Am in the planning stages of an overnight westernport trip for the 5th and 6th May. Best clash of conditions for the past 11 months. 3 nights after the full moon and a low tide after dark on a saturday night. Basic plan to leave around Corinella or Jam Jerop by midday Sat. Cross to either Freeman Pt , ******* Pt or trusty old Sandy Pt on French island to offload gear then fish the afternoon and get back to set up camp by dark. Fish the low tide overnight either in kayak or from land. Break camp early Sunday and fish my way back to car. Be off water by early afternoon. Did a similar trip last year and had a ball. Target species Gummy shark Mulloway and whatever else swims past. Any takers???? Steve.


----------



## squizzy (Mar 3, 2007)

Bloody hell Steve, sounds fantastic, Im spewing big time, I got soccer with my daughter starting 6th may and with my son on sat 5th then throw in my father inlaws 80th on Saturday nite. Not that spending time with the family isnt fun.but.....wpb, camping out, great conditions aaahhhhhhh. All the best with the trip, I urge all you melb yakkeres to get along with Steve and enjoy wpb with the kingfisher. Look forward to the reports


----------



## Y-Knot (Sep 26, 2006)

geez ya know how to tempt a bloke Steve, fantastic sounding trip planned.

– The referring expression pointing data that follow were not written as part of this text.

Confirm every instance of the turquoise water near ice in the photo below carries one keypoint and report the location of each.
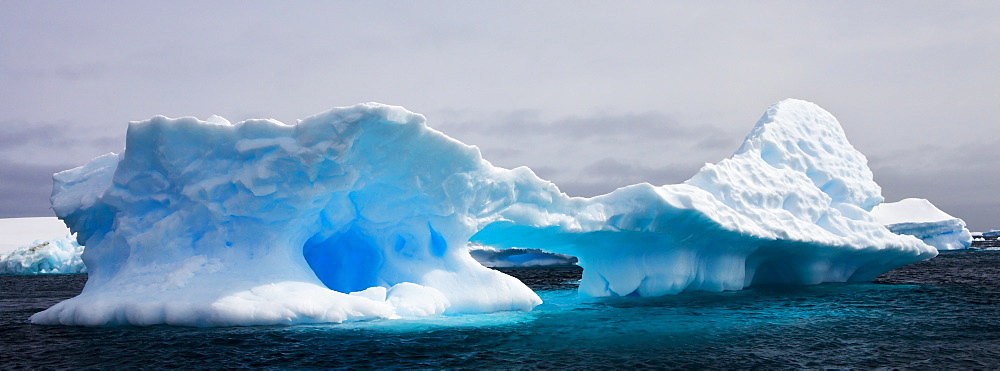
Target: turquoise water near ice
(942, 313)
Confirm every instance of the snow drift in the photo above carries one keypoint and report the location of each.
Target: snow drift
(365, 212)
(919, 218)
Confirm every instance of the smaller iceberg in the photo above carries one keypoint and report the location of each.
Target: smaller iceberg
(58, 256)
(38, 245)
(519, 258)
(919, 218)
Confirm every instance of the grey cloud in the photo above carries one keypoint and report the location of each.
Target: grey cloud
(629, 125)
(25, 189)
(609, 174)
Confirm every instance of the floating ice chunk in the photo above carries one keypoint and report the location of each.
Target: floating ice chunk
(919, 218)
(519, 258)
(60, 256)
(790, 206)
(206, 224)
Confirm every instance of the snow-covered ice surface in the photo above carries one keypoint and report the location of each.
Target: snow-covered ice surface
(919, 218)
(365, 212)
(38, 246)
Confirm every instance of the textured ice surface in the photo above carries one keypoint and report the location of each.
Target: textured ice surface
(365, 212)
(919, 218)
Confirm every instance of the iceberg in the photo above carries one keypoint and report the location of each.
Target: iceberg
(53, 249)
(58, 256)
(919, 218)
(519, 258)
(365, 212)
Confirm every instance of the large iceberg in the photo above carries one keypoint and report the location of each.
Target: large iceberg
(919, 218)
(365, 212)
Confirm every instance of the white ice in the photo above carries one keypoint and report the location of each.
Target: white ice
(518, 258)
(919, 218)
(38, 246)
(365, 212)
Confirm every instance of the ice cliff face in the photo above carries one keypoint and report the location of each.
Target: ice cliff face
(365, 212)
(919, 218)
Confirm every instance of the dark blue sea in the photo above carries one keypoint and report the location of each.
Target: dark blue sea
(942, 313)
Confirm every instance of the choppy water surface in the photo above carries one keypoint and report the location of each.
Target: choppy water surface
(934, 314)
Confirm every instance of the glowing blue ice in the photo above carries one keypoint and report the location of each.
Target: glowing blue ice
(365, 212)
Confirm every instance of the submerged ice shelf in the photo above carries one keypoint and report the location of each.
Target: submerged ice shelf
(365, 212)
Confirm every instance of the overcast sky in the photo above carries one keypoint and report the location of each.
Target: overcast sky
(591, 95)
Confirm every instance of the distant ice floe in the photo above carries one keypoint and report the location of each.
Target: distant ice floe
(365, 212)
(519, 258)
(39, 245)
(919, 218)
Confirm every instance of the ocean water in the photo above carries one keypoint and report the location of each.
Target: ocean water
(942, 313)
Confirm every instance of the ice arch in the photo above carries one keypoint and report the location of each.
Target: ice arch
(365, 212)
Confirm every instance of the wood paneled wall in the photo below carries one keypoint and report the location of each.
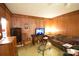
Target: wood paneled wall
(4, 12)
(68, 24)
(27, 23)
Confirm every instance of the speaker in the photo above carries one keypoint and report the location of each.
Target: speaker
(18, 33)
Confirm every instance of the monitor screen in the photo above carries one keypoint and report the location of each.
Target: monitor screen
(39, 31)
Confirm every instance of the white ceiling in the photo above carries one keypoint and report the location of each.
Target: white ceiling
(46, 10)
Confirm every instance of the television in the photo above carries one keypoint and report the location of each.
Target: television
(40, 31)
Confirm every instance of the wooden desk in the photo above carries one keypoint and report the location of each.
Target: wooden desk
(8, 46)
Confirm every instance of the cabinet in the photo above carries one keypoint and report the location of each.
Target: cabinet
(8, 47)
(18, 33)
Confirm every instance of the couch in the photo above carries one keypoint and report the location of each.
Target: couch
(59, 40)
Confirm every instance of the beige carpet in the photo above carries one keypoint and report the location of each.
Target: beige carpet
(32, 50)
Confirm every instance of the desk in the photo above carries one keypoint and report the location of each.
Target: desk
(8, 46)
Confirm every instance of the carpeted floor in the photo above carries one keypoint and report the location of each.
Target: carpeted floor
(32, 50)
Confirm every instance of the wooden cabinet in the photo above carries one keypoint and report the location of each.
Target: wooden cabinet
(8, 47)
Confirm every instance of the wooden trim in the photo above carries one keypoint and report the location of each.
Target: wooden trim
(5, 8)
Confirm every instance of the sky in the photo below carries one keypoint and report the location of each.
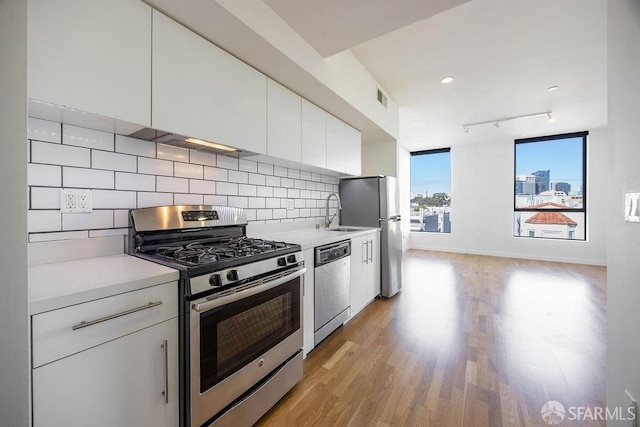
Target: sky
(563, 158)
(431, 173)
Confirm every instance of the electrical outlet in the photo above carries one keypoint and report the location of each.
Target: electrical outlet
(631, 406)
(75, 200)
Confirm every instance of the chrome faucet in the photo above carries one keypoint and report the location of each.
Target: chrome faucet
(327, 221)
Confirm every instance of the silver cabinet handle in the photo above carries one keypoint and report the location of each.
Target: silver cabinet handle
(84, 324)
(165, 392)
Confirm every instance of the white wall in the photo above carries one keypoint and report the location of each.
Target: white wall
(482, 207)
(623, 268)
(14, 320)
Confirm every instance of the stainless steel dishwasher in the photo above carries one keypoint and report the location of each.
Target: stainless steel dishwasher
(332, 288)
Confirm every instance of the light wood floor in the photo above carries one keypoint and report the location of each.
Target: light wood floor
(470, 341)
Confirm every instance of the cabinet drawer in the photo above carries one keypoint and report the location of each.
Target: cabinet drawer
(59, 333)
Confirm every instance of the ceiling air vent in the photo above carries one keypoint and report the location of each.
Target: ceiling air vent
(382, 98)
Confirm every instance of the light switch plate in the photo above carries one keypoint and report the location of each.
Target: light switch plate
(632, 207)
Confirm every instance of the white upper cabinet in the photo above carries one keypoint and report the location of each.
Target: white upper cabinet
(92, 55)
(201, 91)
(314, 135)
(353, 162)
(336, 134)
(284, 111)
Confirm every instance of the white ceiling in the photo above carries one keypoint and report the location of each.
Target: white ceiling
(503, 54)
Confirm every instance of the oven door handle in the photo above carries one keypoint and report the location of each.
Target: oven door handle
(205, 304)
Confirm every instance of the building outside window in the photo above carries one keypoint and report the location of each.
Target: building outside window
(431, 191)
(550, 187)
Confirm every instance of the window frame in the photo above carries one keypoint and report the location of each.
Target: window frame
(435, 151)
(583, 209)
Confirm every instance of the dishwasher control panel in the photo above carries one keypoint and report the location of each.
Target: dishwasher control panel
(334, 251)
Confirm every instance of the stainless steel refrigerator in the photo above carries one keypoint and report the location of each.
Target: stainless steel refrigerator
(374, 202)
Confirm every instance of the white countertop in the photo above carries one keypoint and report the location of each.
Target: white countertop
(310, 237)
(60, 284)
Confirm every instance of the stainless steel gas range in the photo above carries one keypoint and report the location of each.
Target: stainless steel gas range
(241, 310)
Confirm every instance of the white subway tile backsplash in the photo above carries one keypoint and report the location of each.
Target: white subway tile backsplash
(238, 202)
(187, 199)
(45, 198)
(169, 152)
(264, 191)
(57, 154)
(199, 186)
(87, 221)
(227, 188)
(238, 177)
(44, 175)
(293, 173)
(215, 200)
(113, 199)
(172, 185)
(265, 169)
(121, 218)
(155, 166)
(137, 147)
(248, 166)
(185, 170)
(132, 181)
(271, 203)
(262, 214)
(257, 202)
(87, 178)
(272, 181)
(279, 192)
(200, 157)
(62, 235)
(146, 200)
(227, 162)
(44, 130)
(113, 161)
(88, 138)
(279, 213)
(293, 193)
(38, 221)
(257, 179)
(247, 190)
(216, 174)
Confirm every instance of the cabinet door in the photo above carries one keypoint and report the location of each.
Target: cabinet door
(359, 271)
(92, 55)
(119, 383)
(201, 91)
(373, 283)
(308, 303)
(284, 117)
(336, 134)
(353, 162)
(314, 135)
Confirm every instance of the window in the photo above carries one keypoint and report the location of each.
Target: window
(431, 191)
(550, 196)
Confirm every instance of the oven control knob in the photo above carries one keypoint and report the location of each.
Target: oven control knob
(215, 280)
(232, 275)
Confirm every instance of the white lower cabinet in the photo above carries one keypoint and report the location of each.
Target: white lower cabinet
(365, 270)
(131, 380)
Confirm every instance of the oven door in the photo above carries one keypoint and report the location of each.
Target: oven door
(238, 339)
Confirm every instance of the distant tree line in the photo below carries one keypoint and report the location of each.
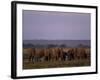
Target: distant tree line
(50, 45)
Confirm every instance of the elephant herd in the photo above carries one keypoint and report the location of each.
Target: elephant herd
(54, 54)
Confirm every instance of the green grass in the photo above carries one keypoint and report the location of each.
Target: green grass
(55, 64)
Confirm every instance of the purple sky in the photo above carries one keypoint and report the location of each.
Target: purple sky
(39, 25)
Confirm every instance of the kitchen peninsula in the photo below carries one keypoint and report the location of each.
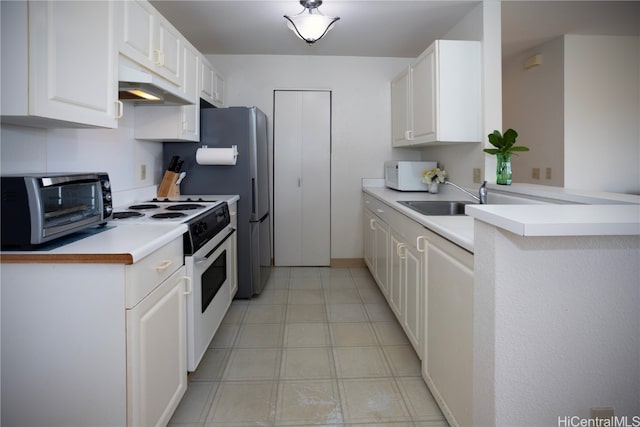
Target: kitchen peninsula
(555, 295)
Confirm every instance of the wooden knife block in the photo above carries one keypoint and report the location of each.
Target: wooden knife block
(168, 186)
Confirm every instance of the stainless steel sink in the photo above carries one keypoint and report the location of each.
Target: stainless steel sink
(437, 207)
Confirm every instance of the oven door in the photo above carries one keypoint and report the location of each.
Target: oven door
(210, 269)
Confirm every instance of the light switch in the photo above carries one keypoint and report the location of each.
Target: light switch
(535, 173)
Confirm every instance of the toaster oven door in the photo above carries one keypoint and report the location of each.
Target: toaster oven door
(68, 206)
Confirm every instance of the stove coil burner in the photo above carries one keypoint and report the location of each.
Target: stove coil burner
(168, 215)
(184, 207)
(143, 207)
(126, 214)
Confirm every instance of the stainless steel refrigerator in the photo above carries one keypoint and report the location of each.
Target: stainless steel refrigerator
(245, 127)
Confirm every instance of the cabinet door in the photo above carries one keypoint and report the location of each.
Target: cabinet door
(61, 88)
(156, 353)
(150, 40)
(137, 28)
(382, 256)
(190, 86)
(369, 234)
(396, 290)
(448, 364)
(412, 298)
(168, 58)
(400, 104)
(423, 103)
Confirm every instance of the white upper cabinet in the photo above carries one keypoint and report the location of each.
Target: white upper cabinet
(212, 84)
(59, 64)
(400, 103)
(174, 123)
(438, 99)
(147, 38)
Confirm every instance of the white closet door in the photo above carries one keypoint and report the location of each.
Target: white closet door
(302, 155)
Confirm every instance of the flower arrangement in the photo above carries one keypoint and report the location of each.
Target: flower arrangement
(434, 176)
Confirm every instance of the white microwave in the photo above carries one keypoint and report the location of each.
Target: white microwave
(405, 175)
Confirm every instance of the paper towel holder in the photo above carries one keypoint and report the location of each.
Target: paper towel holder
(235, 149)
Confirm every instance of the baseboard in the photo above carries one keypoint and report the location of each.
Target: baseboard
(347, 262)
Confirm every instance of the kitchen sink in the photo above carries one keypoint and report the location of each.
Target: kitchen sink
(437, 207)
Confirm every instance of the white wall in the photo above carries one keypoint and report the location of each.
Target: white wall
(556, 327)
(578, 112)
(361, 123)
(602, 130)
(24, 149)
(533, 105)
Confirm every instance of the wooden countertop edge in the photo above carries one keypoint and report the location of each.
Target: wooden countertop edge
(32, 258)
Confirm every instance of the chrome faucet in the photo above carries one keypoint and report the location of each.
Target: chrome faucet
(482, 192)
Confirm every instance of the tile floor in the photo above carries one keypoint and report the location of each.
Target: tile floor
(319, 346)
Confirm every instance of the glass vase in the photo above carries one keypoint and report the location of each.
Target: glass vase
(503, 169)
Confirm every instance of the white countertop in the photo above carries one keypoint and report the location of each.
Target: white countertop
(119, 243)
(561, 220)
(602, 214)
(456, 228)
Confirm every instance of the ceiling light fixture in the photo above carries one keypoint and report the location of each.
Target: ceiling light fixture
(310, 27)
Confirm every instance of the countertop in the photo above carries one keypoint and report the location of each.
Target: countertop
(548, 211)
(457, 228)
(117, 243)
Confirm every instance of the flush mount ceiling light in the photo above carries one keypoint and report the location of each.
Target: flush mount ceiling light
(310, 26)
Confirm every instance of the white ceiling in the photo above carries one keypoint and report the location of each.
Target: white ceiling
(385, 28)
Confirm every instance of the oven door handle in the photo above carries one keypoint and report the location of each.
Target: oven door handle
(206, 257)
(188, 285)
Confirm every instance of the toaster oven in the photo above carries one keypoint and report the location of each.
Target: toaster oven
(38, 208)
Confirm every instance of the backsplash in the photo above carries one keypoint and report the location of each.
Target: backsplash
(114, 151)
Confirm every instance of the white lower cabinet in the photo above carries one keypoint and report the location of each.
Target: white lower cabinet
(447, 365)
(396, 264)
(428, 283)
(156, 353)
(94, 344)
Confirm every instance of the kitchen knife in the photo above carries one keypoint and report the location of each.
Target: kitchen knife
(173, 163)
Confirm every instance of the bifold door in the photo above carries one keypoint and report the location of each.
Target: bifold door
(302, 173)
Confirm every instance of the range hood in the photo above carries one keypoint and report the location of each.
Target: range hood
(139, 86)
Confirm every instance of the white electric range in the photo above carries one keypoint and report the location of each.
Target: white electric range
(208, 259)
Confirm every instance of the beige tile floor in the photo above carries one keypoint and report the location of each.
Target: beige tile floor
(319, 346)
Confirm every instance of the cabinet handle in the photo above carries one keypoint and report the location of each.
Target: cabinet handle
(188, 285)
(162, 267)
(158, 57)
(399, 250)
(119, 109)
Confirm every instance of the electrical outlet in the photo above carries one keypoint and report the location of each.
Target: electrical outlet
(535, 173)
(476, 175)
(602, 413)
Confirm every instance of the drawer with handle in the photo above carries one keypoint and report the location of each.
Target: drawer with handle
(145, 275)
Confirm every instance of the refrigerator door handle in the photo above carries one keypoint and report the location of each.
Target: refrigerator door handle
(254, 202)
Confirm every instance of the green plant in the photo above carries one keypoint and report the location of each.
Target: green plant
(505, 144)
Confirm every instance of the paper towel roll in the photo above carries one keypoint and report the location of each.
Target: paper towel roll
(217, 156)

generally i work sundays so i would say im out of this 1 ...BUT... as it is my own business i could make that executive decision to not show up :wink:

I will have to get back to you.I am keen though.


----------



## hoit (Aug 29, 2005)

Hi Steve,

I am way too soft to go fishing overnight. err I mean I can't get a leave pass :roll: 

Good Luck
Grant


----------



## Y-Knot (Sep 26, 2006)

yeah bugger i cant do a weekend camp/fish ... i was taking the sunday off so we could fish but now the misses wants us to visit her relatives seeing that im not working. :shock:

HOW THE HELL DID THAT HAPPEN :evil: ... Bwaaaaaaa

im spewing mate but i hope you get out there and get onto 'em and prehaps next time (yeah next time i just wont mention to the misses until im walking out the door)

l'll be looking out for your trip report.


----------



## Guest (May 2, 2007)

I reckon I could be talked into this. Shoot me a PM with the details mate. I'm keen.


----------